Und nicht etwa, daß sie sich über den alten Rottmann ärgerten, die liebenswürdigen jungen Herren, daß sie über ihn debattierten, etwa dieses und jenes gelten ließen – nichts dergleichen! Sie machten sich einfach über ihn lustig wie über einen Spaßmacher, der abgetan ist, sobald man mit dem Lachen über ihn fertig ward.

Die gute Prisen, bald ihre lieben verspotteten Gemälde, bald die vergnügten kritisierenden Jünglinge anblickend, hörte mit einer Empfindung zu, als würde vor ihren Augen ein Heiligtum in den Schmutz geworfen. Aber dann hätte sie ja hinstürzen und das geschändete Sanktuarium aufheben können! Was sollte sie hier tun? Denn etwas mußte sie doch tun! Wer läßt in seiner Gegenwart einen lieben Freund verhöhnen?

Sollte sie mit flammendem Zorn an die Spötter herantreten und ihnen begreiflich machen, wie herrlich diese Gemälde waren? Es wäre die Stimme eines Predigers in der Wüste gewesen.

Priscas gesunder Sinn für Humor erwachte.
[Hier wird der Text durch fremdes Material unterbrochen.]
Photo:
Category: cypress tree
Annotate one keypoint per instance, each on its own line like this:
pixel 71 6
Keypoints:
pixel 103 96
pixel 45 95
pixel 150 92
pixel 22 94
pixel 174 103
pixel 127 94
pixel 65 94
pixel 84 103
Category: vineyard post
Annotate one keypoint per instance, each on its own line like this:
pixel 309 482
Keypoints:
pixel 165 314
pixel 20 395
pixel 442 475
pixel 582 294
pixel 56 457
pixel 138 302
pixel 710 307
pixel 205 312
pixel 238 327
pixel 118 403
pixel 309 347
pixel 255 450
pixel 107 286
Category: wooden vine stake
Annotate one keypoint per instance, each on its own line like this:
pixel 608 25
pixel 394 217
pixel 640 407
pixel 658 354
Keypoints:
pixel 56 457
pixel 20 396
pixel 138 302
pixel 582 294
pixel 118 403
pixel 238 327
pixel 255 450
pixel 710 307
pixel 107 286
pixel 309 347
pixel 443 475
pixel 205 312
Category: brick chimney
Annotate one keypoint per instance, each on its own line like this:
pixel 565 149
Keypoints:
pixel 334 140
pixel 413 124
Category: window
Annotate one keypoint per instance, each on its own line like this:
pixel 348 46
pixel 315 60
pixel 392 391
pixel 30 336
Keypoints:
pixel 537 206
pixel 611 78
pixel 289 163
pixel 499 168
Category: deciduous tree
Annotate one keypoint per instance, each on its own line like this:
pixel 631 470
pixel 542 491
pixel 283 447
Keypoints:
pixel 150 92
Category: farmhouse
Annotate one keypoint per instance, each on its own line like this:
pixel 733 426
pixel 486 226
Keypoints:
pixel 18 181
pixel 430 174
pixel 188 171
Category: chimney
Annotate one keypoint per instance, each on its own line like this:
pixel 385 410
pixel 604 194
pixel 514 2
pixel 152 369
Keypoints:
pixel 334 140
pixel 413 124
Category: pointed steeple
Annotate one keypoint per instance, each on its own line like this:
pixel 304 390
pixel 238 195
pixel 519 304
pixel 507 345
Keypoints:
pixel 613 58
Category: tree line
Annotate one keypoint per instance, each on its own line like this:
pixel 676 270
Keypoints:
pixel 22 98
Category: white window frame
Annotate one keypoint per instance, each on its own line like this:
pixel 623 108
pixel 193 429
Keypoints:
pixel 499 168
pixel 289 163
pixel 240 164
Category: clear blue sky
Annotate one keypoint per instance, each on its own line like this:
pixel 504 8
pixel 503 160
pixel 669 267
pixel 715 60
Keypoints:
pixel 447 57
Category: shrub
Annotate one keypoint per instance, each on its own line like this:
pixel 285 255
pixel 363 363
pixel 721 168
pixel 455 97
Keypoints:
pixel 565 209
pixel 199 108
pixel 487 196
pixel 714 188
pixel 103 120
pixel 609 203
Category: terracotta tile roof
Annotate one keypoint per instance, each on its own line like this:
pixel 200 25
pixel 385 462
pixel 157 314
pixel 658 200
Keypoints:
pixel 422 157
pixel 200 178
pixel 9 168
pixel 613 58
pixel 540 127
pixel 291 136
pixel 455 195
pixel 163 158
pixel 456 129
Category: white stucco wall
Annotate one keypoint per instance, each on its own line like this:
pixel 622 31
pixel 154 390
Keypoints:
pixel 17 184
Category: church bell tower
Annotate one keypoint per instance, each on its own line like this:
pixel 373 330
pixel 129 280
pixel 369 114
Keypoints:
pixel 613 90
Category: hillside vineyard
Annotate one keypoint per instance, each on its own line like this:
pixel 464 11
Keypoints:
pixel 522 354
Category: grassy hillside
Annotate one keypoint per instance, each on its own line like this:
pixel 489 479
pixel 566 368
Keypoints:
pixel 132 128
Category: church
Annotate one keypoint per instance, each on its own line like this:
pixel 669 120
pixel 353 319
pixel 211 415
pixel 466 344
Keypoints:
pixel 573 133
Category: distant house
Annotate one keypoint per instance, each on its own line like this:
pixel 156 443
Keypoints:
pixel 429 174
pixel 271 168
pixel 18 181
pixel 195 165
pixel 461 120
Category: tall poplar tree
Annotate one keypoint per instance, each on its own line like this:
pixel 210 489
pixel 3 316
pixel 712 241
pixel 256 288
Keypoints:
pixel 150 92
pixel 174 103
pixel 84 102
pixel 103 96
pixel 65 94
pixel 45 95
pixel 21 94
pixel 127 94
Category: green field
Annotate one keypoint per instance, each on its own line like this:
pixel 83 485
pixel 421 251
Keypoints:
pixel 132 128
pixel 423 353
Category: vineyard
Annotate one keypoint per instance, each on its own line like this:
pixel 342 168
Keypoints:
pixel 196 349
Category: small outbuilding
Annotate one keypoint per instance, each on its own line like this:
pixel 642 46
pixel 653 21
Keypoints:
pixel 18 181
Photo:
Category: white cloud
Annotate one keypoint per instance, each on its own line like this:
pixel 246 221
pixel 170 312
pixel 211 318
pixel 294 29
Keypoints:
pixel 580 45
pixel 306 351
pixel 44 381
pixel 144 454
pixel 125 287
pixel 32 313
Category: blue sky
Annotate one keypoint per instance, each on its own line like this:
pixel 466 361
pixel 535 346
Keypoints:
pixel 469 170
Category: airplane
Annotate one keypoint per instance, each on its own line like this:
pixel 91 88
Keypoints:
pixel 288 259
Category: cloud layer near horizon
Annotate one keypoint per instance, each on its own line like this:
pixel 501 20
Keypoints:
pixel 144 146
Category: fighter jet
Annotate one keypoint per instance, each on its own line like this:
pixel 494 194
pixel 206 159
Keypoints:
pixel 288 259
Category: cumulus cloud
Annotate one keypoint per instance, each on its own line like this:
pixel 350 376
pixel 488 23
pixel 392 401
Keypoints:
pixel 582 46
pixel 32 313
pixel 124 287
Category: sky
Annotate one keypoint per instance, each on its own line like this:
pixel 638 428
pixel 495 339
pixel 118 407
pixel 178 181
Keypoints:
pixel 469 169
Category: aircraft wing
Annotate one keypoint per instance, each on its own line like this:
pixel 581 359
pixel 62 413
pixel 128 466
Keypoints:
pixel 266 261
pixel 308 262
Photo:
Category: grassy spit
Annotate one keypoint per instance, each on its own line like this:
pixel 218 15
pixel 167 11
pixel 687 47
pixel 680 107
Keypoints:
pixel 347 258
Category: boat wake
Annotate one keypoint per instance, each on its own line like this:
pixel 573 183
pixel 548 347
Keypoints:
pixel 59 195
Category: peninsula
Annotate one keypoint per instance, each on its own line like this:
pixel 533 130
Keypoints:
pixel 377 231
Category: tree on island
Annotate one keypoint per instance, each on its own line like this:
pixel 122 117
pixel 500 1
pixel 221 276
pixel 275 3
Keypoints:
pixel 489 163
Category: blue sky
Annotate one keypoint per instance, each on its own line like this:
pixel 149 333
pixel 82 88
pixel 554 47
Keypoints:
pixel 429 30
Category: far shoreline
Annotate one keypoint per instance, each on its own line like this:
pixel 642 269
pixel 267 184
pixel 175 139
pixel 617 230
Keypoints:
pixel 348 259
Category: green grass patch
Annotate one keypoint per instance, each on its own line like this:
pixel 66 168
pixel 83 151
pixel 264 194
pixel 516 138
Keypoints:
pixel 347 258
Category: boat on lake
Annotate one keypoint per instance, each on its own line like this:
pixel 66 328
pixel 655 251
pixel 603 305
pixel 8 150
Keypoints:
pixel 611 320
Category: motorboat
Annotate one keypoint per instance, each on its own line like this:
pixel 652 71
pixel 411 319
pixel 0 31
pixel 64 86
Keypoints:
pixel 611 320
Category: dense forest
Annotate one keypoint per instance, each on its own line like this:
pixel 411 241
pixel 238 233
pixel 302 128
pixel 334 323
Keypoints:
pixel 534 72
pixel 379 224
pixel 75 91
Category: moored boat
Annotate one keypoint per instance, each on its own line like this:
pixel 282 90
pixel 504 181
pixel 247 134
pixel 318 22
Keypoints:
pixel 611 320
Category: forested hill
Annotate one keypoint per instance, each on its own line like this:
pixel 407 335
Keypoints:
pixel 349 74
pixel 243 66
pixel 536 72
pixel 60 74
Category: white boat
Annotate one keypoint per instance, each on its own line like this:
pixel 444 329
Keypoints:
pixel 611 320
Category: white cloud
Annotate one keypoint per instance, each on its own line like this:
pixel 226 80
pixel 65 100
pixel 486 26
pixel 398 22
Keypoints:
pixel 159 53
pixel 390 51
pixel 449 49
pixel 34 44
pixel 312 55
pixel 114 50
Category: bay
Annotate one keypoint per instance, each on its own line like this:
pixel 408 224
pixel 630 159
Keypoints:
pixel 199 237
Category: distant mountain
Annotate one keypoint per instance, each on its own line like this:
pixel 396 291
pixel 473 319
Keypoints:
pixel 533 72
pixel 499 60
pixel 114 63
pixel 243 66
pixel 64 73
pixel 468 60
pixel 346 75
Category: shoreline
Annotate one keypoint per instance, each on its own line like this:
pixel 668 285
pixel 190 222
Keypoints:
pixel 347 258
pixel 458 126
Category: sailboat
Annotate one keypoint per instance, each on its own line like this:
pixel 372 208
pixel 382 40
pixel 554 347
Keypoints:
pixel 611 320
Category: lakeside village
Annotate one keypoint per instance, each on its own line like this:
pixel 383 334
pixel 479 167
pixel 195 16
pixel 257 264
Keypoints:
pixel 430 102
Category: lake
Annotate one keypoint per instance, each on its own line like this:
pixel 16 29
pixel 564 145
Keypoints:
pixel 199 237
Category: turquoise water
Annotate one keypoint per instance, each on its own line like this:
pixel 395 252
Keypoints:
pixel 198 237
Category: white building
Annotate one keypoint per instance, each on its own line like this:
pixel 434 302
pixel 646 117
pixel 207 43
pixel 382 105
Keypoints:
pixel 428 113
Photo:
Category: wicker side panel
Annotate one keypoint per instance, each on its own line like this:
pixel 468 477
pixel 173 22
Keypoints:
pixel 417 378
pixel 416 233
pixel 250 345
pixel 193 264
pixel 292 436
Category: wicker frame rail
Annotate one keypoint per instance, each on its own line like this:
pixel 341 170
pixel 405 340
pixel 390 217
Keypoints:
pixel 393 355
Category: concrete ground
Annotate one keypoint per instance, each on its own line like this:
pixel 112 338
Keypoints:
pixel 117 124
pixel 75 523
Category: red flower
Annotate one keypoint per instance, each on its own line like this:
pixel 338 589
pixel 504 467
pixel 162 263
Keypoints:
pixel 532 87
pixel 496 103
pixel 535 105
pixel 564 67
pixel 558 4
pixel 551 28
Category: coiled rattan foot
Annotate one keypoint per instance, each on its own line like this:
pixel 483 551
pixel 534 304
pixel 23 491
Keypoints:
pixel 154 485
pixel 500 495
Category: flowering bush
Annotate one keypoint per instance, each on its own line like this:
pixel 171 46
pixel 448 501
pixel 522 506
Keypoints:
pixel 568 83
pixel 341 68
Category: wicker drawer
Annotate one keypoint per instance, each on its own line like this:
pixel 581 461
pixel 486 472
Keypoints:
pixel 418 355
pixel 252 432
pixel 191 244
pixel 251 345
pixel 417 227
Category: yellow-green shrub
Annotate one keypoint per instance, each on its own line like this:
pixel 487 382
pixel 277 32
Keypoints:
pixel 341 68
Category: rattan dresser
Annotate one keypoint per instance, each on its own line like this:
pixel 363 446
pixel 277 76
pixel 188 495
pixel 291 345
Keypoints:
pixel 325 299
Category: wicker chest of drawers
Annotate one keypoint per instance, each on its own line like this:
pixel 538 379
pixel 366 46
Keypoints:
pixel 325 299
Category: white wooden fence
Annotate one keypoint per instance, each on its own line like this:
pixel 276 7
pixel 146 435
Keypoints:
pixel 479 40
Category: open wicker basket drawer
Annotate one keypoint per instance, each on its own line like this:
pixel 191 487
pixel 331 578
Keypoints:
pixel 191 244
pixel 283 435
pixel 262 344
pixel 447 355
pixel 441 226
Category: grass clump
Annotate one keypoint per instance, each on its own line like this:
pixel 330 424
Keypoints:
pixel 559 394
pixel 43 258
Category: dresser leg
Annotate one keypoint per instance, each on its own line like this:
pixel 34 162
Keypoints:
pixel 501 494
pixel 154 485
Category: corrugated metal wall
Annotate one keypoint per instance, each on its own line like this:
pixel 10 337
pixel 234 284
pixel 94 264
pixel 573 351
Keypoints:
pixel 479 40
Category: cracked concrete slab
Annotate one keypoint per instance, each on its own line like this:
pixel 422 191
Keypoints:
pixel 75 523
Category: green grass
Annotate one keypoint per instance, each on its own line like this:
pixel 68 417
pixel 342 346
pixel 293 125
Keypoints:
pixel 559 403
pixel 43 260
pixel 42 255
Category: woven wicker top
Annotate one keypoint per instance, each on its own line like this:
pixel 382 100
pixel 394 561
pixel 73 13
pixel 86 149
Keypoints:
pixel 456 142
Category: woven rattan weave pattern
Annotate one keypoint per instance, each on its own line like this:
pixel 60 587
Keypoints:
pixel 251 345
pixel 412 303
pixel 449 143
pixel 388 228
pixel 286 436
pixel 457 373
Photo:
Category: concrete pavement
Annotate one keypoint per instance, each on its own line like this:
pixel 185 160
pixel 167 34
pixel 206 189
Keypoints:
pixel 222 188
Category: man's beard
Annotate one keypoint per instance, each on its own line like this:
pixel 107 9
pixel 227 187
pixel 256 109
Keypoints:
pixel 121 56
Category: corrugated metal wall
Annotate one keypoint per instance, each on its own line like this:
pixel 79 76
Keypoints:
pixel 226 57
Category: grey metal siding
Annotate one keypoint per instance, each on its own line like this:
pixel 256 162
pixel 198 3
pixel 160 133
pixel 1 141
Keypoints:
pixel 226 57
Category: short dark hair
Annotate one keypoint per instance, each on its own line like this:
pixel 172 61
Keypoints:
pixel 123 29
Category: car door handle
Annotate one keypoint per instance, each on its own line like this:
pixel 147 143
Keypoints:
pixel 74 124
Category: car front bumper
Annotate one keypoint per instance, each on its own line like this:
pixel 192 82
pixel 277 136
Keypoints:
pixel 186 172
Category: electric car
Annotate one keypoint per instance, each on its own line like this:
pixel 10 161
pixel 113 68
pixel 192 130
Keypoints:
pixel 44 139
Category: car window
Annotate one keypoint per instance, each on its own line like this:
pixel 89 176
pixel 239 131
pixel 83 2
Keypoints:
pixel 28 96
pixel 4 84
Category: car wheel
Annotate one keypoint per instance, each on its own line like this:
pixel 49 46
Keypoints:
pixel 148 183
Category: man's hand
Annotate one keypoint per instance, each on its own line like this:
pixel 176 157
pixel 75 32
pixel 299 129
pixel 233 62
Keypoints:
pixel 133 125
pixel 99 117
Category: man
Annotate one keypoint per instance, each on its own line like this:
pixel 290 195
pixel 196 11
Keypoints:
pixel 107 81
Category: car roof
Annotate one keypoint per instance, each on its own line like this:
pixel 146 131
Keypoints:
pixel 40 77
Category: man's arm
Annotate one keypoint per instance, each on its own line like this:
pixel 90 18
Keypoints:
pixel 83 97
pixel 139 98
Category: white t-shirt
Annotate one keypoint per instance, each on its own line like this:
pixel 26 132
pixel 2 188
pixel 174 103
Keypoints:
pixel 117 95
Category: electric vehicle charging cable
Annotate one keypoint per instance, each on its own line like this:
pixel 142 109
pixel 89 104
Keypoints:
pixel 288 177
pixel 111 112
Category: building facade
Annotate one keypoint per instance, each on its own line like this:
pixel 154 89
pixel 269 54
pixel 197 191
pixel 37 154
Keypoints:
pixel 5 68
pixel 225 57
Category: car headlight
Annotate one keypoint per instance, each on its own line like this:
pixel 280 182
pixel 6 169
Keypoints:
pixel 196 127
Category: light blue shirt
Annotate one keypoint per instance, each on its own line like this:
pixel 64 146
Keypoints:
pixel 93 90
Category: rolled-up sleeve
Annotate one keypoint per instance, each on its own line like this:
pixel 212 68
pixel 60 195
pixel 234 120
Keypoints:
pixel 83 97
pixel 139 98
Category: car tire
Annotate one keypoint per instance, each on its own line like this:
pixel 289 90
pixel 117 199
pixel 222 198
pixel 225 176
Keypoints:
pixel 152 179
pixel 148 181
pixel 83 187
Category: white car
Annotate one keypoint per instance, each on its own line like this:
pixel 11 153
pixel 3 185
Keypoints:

Sie, im Regenmantel mit Gummischuhen, unter den Arkaden als Prediger in der Wüste! Aber stumm bleiben konnte sie doch auch nicht. Und obgleich es – was hätte ihre Hofdame, das Glöcklein, dazu gesagt! – durchaus unschicklich für eine junge Dame war, ging sie mir nichts dir nichts auf die beiden Lustigen zu, machte selbst ein lustiges Gesicht und redete die Fremden folgendermaßen an:

»Wie ich höre, amüsieren Sie sich über die Rottmann. Es ist recht schade, daß der alte Herr nicht mit dabei sein kann. Er hätte Sie vielleicht gefragt: ›Meine jungen Herren Künstler, Sie werden die Sache gewiß viel besser machen?‹ Nun, dem alten Rottmann kann es recht sein.«

Prisca schlug die Augen so groß auf, wie sie nur konnte, lächelte, ging weiter.

Die beiden Lustigen hielten es für einen famosen Witz, auf offener Straße von einem jungen Mädchen wegen des alten, närrischen Kauzes angerempelt zu werden.

»Wäre sie nur etwas hübscher gewesen!«

»Etwas hübscher? Aber Mensch! Mit solchen Augen ...«

*

Aufgeregt durch das kleine Abenteuer, kam Prisca in die Säle der permanenten Kunstausstellung, die sich unter den Arkaden des Hofgartens befindet, und in der es an diesem grauen Novembernachmittag fast so öde war, wie in der breiten, langen und langweiligen Ludwigsstraße. Einsam wanderte die junge Künstlerin unter den Bildern umher.

Da hingen sie nun: die Jungen, die Jüngsten, die Allerjüngsten. Sie alle, welche die ganze große Vergangenheit der Kunst mit einer leichten Handbewegung beiseite schoben, die mit dem titanischen Selbstbewußtsein der Modernen in der flammenden Lohe des Zeitgeistes die Kunst neu schmiedeten und denen die Zukunft gehörte – so glaubten sie wenigstens.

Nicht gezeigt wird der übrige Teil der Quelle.